Lockheed Martin to pay $2M in Marietta fuel dispute

Lockheed Martin in Marietta

Employees: 5,800

Manufacturing: The center wing assembly for three versions of the F-35; stealth coating on the fighter's horizontal and vertical tails; modernization of the Air Force's C-5 airlifter; builds wings for the P-3 Orion patrol aircraft.

Major order: South Korean military will purchase 40 F-35 fighters for about $6.8 billion, and a major part of the production will continue to be in Marietta.

Source: Staff research

Lockheed Martin Corp. has agreed to pay $2 million for allegedly failing to reimburse the federal government for fuel use at its Marietta plant that exceeded contractual limits, the government announced Friday.

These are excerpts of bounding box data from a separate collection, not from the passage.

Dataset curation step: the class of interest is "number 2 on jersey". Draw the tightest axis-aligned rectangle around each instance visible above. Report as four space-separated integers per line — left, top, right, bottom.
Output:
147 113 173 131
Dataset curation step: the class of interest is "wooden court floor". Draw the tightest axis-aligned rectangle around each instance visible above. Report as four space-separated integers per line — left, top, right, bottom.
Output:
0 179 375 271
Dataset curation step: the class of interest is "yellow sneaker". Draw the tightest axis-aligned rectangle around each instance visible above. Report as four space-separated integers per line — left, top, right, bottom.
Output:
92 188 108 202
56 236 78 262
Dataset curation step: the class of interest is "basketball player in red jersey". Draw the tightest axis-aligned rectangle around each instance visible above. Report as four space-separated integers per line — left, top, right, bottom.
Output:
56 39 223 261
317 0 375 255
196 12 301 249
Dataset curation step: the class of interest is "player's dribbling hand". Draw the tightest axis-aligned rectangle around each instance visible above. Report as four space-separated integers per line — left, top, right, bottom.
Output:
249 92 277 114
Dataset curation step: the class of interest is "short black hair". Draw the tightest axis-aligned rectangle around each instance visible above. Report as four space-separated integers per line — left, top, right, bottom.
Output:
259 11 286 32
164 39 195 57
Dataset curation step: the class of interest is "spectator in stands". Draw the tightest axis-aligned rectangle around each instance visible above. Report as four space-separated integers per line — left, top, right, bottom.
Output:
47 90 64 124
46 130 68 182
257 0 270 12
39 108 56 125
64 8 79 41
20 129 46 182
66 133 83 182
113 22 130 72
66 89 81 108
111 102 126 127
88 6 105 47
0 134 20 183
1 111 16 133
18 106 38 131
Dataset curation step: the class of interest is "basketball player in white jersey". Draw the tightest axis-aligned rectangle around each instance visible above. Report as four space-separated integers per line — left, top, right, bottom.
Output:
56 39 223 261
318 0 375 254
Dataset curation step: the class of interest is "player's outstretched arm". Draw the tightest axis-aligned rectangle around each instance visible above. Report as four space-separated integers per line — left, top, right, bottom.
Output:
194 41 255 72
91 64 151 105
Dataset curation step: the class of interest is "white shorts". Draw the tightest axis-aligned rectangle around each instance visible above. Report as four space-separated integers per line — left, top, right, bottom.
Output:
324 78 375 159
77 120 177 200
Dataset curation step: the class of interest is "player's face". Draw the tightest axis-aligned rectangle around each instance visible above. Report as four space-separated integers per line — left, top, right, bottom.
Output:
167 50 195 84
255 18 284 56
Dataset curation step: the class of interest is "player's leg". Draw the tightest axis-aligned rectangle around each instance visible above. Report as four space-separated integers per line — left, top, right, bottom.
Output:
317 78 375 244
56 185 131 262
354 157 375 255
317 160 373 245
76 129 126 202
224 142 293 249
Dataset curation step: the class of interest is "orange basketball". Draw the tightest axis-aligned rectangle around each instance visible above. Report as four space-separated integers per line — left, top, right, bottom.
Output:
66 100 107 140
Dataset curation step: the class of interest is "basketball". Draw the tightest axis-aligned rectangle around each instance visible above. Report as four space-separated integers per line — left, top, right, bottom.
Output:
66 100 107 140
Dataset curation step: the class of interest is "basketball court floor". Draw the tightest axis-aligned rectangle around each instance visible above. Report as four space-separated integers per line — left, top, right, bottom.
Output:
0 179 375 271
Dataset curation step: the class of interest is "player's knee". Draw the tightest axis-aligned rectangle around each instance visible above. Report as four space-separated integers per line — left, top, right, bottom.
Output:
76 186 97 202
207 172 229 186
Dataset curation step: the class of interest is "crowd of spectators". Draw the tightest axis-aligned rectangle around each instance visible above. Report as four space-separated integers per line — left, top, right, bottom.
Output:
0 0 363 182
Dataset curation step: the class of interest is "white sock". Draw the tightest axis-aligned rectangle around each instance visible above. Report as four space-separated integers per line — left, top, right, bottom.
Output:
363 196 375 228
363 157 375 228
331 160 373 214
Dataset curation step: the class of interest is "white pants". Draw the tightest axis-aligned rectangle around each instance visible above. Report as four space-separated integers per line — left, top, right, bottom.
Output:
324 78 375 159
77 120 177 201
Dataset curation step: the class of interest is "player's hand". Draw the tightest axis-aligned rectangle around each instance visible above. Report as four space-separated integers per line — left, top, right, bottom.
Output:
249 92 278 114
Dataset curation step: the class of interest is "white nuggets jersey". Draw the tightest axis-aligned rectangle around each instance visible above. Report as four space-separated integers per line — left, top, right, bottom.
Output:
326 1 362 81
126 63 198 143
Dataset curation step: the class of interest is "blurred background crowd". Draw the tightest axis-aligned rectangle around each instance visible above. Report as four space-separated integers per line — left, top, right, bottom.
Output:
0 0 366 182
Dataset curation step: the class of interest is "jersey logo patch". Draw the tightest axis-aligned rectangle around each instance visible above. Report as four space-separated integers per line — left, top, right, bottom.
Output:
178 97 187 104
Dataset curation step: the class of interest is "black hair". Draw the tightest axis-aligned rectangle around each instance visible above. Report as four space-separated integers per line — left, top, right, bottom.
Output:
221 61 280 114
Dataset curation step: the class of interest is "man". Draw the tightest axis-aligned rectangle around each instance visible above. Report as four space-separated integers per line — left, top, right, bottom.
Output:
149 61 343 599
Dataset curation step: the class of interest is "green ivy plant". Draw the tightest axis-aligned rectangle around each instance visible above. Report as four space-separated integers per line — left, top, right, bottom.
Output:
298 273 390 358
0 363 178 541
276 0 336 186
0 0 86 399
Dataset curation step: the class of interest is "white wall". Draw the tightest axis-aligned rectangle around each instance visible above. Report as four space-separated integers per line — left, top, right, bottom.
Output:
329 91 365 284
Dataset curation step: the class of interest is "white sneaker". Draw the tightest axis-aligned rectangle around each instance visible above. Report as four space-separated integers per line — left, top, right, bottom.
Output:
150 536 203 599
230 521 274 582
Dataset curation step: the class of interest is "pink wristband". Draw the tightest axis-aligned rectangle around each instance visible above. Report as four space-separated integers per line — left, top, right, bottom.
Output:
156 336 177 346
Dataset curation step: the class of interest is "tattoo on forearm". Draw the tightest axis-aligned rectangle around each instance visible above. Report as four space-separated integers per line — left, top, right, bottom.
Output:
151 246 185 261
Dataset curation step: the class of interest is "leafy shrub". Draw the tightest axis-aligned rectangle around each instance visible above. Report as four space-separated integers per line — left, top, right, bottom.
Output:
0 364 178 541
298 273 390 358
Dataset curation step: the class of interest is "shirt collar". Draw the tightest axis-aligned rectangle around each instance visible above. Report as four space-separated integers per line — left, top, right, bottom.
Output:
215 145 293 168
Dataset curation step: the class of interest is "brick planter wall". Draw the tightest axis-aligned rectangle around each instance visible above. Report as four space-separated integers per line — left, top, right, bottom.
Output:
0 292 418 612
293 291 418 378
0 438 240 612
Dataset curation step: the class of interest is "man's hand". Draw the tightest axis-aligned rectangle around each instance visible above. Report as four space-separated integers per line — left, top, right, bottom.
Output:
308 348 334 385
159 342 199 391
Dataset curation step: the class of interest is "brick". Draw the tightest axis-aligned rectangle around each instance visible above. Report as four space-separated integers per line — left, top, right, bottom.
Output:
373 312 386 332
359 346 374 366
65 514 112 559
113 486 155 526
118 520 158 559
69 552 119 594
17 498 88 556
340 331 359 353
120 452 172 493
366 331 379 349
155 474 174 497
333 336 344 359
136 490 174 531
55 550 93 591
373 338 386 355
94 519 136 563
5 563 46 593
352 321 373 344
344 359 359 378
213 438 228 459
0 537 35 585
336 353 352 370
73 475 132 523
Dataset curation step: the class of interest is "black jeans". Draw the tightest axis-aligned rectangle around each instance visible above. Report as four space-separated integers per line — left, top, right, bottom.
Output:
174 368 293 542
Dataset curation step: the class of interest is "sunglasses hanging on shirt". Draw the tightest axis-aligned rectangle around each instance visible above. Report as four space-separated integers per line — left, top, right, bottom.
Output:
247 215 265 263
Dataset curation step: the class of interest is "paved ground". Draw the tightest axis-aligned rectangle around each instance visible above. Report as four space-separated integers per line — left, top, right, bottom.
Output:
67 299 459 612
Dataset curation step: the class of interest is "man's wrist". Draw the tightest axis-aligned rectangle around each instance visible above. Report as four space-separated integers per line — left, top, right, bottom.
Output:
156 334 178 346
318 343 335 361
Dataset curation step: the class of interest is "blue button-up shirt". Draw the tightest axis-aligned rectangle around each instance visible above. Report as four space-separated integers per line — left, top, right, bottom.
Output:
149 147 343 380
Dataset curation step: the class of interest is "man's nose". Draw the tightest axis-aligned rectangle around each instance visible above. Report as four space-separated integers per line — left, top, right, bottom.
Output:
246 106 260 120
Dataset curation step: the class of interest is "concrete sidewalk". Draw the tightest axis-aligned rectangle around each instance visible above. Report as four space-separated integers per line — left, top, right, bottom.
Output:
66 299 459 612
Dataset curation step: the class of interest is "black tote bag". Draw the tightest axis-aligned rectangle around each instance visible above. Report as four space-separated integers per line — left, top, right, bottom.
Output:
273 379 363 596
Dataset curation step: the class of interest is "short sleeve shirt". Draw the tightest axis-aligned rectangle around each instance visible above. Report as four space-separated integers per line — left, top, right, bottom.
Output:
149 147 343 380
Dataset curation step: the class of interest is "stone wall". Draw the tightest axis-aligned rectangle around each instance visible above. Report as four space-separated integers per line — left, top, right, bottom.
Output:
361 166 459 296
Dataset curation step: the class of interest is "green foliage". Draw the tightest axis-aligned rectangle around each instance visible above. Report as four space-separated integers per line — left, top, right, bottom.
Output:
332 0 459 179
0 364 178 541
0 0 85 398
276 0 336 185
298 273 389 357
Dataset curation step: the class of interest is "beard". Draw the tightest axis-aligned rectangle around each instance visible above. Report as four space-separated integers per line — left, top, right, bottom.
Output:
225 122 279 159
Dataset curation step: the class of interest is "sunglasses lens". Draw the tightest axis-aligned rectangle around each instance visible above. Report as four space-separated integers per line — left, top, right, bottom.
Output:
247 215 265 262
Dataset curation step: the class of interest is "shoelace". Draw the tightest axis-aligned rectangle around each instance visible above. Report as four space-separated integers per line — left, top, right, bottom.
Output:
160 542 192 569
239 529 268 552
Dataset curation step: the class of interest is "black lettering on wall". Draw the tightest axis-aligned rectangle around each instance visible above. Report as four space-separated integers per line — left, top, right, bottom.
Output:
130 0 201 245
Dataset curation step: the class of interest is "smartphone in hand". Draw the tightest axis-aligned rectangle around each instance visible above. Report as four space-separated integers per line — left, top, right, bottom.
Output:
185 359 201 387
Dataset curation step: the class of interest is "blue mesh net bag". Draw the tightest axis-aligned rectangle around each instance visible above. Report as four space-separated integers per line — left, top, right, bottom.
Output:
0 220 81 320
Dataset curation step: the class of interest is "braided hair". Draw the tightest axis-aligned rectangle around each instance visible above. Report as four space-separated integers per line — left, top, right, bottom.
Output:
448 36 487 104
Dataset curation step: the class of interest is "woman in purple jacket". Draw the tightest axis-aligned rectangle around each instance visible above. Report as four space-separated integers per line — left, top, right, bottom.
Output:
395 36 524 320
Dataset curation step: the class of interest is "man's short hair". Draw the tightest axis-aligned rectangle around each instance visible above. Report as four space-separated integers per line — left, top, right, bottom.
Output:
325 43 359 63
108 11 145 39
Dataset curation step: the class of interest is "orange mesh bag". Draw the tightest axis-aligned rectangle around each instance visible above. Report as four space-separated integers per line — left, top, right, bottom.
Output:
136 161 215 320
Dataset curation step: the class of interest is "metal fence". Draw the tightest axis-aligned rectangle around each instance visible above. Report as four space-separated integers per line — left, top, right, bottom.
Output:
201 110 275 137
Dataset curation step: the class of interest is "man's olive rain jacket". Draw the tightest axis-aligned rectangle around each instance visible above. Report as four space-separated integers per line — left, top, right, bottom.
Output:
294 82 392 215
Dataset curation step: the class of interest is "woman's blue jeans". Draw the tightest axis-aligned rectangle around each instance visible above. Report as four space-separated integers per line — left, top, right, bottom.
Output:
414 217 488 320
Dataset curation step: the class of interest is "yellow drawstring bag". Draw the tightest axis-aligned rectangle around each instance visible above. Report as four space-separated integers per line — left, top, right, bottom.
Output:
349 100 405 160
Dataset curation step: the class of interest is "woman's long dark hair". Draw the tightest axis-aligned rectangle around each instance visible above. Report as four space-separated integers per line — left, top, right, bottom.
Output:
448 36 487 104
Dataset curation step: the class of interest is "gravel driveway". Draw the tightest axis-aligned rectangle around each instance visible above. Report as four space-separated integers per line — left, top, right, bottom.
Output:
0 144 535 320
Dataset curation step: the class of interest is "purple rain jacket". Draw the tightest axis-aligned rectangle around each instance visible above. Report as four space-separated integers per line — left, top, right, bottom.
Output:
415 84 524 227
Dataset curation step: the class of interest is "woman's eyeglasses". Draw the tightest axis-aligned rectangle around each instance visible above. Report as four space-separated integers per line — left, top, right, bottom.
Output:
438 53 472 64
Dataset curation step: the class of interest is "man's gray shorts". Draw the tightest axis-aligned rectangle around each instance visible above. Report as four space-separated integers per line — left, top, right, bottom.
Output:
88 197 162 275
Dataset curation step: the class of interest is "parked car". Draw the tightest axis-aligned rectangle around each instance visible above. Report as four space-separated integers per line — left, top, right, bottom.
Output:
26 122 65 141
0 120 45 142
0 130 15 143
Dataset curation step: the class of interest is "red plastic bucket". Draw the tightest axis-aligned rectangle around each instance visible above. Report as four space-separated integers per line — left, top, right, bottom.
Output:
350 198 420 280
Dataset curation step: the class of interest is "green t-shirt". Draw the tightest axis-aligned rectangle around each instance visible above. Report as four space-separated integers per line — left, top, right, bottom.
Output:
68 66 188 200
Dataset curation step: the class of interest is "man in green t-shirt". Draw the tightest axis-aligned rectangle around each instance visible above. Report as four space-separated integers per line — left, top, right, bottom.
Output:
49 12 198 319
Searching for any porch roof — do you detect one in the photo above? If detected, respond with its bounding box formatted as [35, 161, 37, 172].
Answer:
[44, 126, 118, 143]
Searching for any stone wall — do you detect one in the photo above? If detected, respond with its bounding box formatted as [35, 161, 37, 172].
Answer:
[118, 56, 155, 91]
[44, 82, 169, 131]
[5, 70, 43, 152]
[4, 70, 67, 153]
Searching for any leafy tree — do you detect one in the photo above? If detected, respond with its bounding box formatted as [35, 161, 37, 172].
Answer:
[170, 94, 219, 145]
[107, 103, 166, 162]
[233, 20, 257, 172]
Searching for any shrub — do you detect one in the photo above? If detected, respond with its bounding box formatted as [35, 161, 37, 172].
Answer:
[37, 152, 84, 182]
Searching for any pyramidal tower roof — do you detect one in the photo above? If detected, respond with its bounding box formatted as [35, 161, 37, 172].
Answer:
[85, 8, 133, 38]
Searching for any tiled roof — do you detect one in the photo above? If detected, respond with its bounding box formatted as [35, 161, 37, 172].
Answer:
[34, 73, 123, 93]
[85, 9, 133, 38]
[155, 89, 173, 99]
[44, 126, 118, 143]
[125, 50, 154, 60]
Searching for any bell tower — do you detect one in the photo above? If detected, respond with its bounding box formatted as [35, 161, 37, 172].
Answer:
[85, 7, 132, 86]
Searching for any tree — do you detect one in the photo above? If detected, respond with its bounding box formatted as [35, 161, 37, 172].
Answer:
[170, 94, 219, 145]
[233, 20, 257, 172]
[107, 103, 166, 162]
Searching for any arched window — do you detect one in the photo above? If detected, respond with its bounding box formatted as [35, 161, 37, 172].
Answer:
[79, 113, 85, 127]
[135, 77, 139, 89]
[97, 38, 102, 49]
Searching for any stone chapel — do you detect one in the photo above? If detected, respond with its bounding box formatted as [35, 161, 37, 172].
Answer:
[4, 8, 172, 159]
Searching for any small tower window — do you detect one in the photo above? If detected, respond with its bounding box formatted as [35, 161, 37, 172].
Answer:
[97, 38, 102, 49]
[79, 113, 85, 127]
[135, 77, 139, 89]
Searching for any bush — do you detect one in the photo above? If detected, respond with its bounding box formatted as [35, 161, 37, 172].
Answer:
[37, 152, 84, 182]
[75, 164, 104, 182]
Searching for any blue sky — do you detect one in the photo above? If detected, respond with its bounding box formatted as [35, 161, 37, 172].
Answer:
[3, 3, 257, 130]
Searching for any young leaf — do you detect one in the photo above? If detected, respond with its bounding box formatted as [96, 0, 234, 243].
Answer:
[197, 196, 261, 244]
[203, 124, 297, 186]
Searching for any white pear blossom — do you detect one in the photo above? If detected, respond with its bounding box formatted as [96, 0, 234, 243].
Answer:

The defense contractor would only acknowledge a settlement had been reached, and declined to go into details.

“Lockheed Martin has resolved the issues that led to this settlement and has no further details to add to those released by the U.S. Department of Justice,” spokeswoman Stephanie Stinn said in a statement to The Atlanta Journal-Constitution.

The U.S. Attorney’s Office in Atlanta said that between 2006 and 2013 the government allotted Lockheed 22,000 gallons of fuel per C-130 plane the contractor was building for the Air Force.

Lockheed Martin was responsible picking up the cost of any fuel beyond that.

A government investigation found that Lockheed Martin “routinely used fuel in excess of the 22,000 gallons, but failed to reimburse the government for the excess,” according to a statement issued Friday by Acting U.S. Attorney John Horn in Atlanta.

The defense contractor was also accused of using fuel earmarked for test flights and other related fuel needs for the C-130 program for unrelated projects, including some that were not government related.

In addition to the C-130, the Marietta plant produces the center wing assembly for three versions of the F-35. The assembly is then then shipped to Fort Worth, Texas, where the plane’s production is completed. The Marietta plant also supplies the stealth coating on the fighter’s horizontal and vertical tails.

The plant also modernizes Air Force C-5 airlifters and builds wings for the P-3 Orion patrol aircraft.